Take Me Back To The Night We Met

I had all and then most of you
Some and now none of you
Take me back to the night we met
I don't know what I'm supposed to do
Haunted by the ghost of you
Take me back to the night we met







I am studying how the best romantic love scenes play out from back stage rather than from the front row.

My observations are specifically towards those heart wrenching, beautifully tragic, lovely stories. How two people found each other, grew together, grew apart, and the Chekhov’s Gun-style clues left on stage to indicate how the finale will play out. 

Set the stage: Two strangers. Girl is broken. Boy is broken. The two are destined to fall in love with each other. 

Meet cute does not mean love at first sight. It sets the roadmap by setting up a promise of conflict. Early on, we see the evident obstacle to overcome.

Their worlds collide.

They are both coupled with partners who left them confused and convinced they were unlovable. They see something in each other. Yet turn away, writing it off. Only to come back together after the removal of and healing from their respective partners. 

The said partners of boy and girl are not the antagonists in this story. 
The broken strangers are. They are also the protagonists of the story. 

They are the underdogs, they are the heroes, and they are the villains. All in one story. 
They are the leading characters, and they are the supporting acts.

They will fall deeply. They will put each other on pedestals. They will make sacrifices for each other. They will sabotage. They will scream and cry. They will win. They will celebrate. They will kiss and make up and make promises.

At first, this may appear to be a typical love story ending. But we leave the audience with nothing that they wanted but everything they asked for. Intrigue. Spontaneity. An emotional spectacle to be remembered. 

At intermission, our two characters exit stage left no less broken than they entered. 

The dramatic, romantic, comedic love story in between is what wins all the applause and standing ovations and roses thrown upon the stage after the curtain comes down.

Post-intermission plot twist.

Our plot is heading towards its conclusion. The musical composition dies down. From the very edge of every seat in the entire theatre, our oxytocin-craving audience is left with… a false ending. A cliffhanger. A loose end.
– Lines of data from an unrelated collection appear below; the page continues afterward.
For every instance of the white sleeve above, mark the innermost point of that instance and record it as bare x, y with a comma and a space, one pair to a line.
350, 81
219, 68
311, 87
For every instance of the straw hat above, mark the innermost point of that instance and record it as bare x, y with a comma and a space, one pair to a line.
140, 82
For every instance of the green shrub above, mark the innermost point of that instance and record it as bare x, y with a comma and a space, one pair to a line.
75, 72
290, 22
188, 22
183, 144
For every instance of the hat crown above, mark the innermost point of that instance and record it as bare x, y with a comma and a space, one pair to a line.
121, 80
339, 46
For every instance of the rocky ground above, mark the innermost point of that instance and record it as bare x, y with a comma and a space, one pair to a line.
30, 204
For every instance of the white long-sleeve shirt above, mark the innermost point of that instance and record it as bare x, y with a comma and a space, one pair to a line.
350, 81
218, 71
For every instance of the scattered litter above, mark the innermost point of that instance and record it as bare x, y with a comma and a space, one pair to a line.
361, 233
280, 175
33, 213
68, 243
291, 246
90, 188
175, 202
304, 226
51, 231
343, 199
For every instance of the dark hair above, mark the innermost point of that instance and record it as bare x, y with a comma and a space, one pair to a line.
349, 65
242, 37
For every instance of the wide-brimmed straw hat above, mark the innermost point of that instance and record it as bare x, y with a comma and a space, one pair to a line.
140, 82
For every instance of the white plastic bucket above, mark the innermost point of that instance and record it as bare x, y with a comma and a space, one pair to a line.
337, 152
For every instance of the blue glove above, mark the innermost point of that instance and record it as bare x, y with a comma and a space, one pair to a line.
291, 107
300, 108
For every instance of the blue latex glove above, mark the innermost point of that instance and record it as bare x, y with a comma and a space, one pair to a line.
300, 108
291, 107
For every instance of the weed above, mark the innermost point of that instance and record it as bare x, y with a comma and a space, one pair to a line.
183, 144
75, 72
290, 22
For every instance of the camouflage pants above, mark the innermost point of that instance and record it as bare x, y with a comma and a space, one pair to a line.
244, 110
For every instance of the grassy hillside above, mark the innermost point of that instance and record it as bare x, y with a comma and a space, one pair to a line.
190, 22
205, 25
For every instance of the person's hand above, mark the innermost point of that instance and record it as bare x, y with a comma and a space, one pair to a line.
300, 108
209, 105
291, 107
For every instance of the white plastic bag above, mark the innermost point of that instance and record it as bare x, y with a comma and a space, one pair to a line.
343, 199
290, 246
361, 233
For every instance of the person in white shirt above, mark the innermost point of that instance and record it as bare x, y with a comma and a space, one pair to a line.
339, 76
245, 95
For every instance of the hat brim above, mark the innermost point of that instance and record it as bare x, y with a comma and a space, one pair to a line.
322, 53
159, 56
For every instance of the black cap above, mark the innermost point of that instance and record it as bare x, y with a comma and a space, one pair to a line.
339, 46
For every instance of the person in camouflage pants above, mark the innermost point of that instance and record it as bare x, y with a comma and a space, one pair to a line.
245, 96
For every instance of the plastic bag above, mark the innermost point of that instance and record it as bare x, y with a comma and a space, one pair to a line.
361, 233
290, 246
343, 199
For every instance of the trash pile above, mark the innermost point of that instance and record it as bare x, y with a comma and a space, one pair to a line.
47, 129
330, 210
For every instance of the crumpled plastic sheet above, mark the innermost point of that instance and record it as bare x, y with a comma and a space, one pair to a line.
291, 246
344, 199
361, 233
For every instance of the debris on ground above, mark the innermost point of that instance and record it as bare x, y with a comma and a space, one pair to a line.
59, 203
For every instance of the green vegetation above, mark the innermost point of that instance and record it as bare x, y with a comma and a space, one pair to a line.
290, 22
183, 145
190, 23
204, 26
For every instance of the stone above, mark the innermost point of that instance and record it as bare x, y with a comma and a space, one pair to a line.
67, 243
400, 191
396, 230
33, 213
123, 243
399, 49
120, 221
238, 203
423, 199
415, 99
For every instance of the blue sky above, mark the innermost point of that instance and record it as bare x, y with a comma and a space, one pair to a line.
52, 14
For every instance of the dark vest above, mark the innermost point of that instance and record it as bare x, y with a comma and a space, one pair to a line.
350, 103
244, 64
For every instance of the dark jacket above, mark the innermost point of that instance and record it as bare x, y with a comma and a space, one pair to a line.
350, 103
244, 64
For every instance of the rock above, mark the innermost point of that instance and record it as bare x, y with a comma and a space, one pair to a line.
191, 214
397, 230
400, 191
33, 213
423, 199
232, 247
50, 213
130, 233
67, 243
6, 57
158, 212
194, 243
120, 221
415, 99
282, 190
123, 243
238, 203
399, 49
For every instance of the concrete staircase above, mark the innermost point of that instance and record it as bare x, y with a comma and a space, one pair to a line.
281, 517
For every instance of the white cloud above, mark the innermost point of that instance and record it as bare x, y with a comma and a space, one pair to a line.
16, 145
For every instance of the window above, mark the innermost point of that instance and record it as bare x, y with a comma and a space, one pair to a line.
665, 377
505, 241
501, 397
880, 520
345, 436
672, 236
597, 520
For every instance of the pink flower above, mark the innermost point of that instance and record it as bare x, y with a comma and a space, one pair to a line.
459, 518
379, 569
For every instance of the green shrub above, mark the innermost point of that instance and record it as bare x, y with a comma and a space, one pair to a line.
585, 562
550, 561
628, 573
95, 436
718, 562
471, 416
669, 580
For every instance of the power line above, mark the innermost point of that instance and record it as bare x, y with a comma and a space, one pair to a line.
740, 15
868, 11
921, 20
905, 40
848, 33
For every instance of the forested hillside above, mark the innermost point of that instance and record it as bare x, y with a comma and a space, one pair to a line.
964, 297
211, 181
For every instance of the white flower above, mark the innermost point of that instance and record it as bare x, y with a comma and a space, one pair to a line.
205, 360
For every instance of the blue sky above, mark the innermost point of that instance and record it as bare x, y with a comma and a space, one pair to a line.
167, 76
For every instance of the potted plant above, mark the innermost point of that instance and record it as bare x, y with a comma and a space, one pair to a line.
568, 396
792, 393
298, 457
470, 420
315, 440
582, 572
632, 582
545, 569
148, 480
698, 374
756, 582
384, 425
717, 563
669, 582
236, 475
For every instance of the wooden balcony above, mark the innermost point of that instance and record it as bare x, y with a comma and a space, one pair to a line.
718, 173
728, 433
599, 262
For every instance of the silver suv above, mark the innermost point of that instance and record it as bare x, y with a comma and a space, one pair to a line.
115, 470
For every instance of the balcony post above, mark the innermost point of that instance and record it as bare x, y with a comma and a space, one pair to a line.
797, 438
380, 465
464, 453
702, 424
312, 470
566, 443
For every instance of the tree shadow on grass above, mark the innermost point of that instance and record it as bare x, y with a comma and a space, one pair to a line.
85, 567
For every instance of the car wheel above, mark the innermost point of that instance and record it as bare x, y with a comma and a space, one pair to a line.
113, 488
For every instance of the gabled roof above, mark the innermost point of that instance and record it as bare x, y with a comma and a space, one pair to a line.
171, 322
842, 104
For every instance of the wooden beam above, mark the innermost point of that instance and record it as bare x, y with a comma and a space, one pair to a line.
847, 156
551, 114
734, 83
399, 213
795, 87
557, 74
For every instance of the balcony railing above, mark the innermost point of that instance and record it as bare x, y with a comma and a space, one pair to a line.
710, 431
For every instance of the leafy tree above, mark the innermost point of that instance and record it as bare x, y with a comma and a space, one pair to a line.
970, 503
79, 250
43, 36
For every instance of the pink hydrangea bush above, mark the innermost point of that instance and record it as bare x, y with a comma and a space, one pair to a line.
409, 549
Some stay in their seats, waiting for the unresolved plot points to be answered. They are left with a dopamine-induced reeling from the attachment.

Lights up. Curtain close. Janitors enter.

The leading male and female are left to their dressing rooms alone to look themselves in the mirror, after laying it all out in their final performance. Wiping makeup off under the lights - or whatever is left of it from their tear-streaked faces. 

Their contract fulfilled.

Tomorrow, a cold reading with a brand new script.